We have the capacity to do more. Since the pandemic started, half of all hotel workers have been laid off, and hotel capacity for the year is on track to be about 40 percent, according to American Hotel & Lodging Association CEO Chip Rogers. In March, AHLA started a “Hospitality for Hope Initiative” to connect local and federal governments to hoteliers to rent out rooms for first responders, coronavirus patients, and people in need of shelter. Seventeen thousand hotels signed up to participate. Some of these were offering just a few rooms, and Rogers is careful to note that a government needs to lease a whole hotel if it is going to put potentially sick people there, lest it be unappealing (and unsafe) for others to stay there. But it’s hard to see how government buyouts of spaces wouldn’t incentivize businesses in a struggling industry to offer their space.

Programs like this can hit snags. In California, half of the 15,000 rooms leased by the state in an effort called Project Roomkey sat vacant in May, according to a report from the Los Angeles Times, not for lack of need, but for lack of staff to accommodate an influx of people. (Hotels typically do not run at full capacity, so regular hotel staff would need to be supplemented.) Critics of hotel quarantining point out that everything must be kept hospital-grade clean and note that lodging confirmed sick people next to folks who are fulfilling a travel quarantine is a mistake. And checking into a coronavirus room for two weeks is hardly a luxury everyone would have, whether because they are caring for children or because they are heading to essential jobs. Requiring quarantining in a specific spot gets ethically dicey (though it would be more straightforward if the government would also provide the support to make it possible, which only sounds expensive until you consider the cost of living with the uncontained virus for months to come). But it’s also a luxury to hole up in your own home, in a private room, with a private bathroom, and to pay for meal delivery. What’s also ethically dicey is asking people to figure out setups for containing a viral load on their own or issuing quarantine orders for travelers, without giving nonrich people a subsidized way to successfully carry quarantine out.

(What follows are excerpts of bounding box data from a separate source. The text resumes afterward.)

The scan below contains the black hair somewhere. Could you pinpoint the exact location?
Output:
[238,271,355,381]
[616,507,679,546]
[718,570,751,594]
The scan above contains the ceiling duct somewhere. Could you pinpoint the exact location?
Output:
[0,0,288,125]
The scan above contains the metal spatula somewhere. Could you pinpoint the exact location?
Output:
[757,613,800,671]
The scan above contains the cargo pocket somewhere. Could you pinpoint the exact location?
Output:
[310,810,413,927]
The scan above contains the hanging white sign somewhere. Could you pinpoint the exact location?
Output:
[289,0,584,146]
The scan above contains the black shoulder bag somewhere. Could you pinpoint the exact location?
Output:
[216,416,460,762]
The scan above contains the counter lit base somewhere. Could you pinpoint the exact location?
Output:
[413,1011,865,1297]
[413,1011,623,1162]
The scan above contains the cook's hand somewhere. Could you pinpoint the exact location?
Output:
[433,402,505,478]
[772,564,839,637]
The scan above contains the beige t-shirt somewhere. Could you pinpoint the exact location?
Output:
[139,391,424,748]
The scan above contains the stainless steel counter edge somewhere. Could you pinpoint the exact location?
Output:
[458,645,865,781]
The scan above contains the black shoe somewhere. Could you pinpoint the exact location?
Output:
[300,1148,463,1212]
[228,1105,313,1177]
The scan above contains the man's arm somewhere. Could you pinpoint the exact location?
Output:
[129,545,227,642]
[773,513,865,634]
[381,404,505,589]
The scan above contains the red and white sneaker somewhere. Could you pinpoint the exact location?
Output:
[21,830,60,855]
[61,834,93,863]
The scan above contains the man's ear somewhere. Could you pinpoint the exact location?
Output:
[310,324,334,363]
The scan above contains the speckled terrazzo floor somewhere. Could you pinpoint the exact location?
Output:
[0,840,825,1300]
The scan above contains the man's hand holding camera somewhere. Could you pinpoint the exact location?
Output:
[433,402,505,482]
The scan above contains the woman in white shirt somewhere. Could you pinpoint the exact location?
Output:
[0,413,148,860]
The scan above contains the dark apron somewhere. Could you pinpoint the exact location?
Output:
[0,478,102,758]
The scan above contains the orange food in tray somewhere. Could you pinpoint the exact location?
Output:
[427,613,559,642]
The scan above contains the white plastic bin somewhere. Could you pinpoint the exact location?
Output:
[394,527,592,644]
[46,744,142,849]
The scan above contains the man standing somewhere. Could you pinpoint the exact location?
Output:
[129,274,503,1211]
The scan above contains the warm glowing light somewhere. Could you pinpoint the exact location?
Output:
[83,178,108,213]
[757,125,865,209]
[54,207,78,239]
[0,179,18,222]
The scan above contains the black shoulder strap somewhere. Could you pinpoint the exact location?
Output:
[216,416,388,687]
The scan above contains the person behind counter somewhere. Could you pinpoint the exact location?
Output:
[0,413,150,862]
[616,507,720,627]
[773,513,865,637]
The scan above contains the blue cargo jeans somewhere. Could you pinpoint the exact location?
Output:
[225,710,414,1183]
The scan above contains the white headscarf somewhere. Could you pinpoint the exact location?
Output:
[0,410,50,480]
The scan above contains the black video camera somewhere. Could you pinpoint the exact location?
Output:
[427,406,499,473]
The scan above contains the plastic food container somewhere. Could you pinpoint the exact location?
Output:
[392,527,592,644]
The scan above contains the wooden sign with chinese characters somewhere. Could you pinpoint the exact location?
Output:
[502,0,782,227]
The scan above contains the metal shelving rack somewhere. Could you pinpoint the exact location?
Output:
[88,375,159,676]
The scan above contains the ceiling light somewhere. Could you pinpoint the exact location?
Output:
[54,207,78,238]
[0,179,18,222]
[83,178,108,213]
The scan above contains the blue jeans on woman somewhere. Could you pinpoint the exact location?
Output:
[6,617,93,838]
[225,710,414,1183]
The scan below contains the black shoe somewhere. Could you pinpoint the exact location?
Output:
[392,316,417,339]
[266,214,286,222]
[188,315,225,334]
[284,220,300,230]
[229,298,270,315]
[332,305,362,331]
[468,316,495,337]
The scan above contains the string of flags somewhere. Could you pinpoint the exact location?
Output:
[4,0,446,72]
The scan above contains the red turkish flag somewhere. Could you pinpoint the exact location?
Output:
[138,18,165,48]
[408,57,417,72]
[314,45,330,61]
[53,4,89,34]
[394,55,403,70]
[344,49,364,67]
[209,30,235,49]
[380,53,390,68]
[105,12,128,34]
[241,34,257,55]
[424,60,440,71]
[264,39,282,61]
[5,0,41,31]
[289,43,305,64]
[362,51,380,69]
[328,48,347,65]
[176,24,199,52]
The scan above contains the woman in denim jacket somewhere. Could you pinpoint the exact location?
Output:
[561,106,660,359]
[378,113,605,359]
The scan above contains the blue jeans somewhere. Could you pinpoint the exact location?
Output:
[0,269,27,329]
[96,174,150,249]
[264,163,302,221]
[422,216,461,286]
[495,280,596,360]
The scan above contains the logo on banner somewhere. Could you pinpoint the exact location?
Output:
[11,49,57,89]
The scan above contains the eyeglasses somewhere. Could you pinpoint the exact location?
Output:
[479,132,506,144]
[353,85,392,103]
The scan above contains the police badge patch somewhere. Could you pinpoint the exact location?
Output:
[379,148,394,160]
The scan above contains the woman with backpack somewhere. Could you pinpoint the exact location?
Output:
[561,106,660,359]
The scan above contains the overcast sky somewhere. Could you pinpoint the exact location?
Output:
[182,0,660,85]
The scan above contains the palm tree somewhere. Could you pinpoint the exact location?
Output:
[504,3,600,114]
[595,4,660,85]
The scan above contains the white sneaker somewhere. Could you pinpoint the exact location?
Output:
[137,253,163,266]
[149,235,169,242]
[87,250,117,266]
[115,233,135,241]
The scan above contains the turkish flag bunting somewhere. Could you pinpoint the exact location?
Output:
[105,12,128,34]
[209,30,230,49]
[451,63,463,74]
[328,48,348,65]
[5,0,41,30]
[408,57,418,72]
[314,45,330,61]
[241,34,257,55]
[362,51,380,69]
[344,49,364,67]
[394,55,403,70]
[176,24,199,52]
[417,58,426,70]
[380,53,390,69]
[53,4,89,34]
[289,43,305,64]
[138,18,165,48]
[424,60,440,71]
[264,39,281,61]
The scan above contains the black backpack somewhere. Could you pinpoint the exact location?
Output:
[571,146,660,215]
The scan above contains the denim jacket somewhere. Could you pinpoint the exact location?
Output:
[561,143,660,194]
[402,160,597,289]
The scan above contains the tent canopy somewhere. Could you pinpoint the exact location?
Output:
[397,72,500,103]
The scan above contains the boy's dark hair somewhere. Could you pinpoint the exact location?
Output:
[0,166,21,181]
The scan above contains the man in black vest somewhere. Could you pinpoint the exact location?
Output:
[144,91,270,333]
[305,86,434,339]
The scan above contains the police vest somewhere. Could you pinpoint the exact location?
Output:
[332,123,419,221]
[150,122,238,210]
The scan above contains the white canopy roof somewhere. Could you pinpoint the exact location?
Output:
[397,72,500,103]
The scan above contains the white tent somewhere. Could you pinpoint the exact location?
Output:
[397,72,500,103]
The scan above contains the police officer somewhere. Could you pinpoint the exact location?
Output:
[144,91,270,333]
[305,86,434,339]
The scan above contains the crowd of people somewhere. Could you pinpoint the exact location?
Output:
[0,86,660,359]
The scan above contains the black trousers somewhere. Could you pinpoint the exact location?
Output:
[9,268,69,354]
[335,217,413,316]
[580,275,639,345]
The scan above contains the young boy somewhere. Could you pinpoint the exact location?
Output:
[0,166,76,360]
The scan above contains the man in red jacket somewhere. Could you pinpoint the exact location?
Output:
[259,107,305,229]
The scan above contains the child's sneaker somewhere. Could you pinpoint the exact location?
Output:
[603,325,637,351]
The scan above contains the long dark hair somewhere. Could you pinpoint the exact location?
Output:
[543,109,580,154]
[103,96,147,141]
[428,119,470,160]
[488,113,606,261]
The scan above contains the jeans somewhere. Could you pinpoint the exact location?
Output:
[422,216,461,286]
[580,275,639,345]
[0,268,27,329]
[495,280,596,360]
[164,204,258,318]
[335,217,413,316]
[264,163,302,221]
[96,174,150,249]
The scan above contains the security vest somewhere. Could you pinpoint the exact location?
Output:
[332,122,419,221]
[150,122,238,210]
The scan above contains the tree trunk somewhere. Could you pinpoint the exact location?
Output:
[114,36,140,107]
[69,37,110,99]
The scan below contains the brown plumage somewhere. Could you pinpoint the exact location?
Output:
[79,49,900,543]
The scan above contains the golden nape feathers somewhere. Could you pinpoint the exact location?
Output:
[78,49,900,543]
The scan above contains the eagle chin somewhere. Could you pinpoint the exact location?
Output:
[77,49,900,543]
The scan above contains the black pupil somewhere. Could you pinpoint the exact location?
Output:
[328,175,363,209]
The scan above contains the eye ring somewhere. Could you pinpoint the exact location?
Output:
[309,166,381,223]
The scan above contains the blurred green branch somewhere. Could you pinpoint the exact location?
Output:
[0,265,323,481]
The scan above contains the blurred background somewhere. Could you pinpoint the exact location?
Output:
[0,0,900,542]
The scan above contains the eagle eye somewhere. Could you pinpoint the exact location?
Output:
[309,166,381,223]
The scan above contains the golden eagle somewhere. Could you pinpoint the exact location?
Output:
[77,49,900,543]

Yes, I have heard about how in Australia, some workers at a quarantine hotel—where the country has inbound travelers stay—allegedly had sex with people staying in the quarantine hotel. This shows how shortsighted human beings are, and underscores the need to make quarantining as simple as possible—with quarantine hotels. Do quarantine hotels make it literally impossible for the virus to slip from one horny person to another? No. Are they full of far fewer ways to break protocol in a moment of weakness than a regular shared apartment? Yes! Thanks in part to the quarantine hotel strategy, coupled with other points of general competence at handling this disaster, in a population three times the size of New York, the country has seen just over a hundred deaths.

As we get closer and closer to fall and winter, a time when we will be, especially in cities, necessarily jammed together, I keep thinking about something New York Times science writer Donald G. McNeil Jr. wrote back in March: “If it were possible to wave a magic wand and make all Americans freeze in place for 14 days while sitting six feet apart, epidemiologists say, the whole epidemic would sputter to a halt.” We obviously can’t do that, but quarantine hotels would be a massive step in that direction.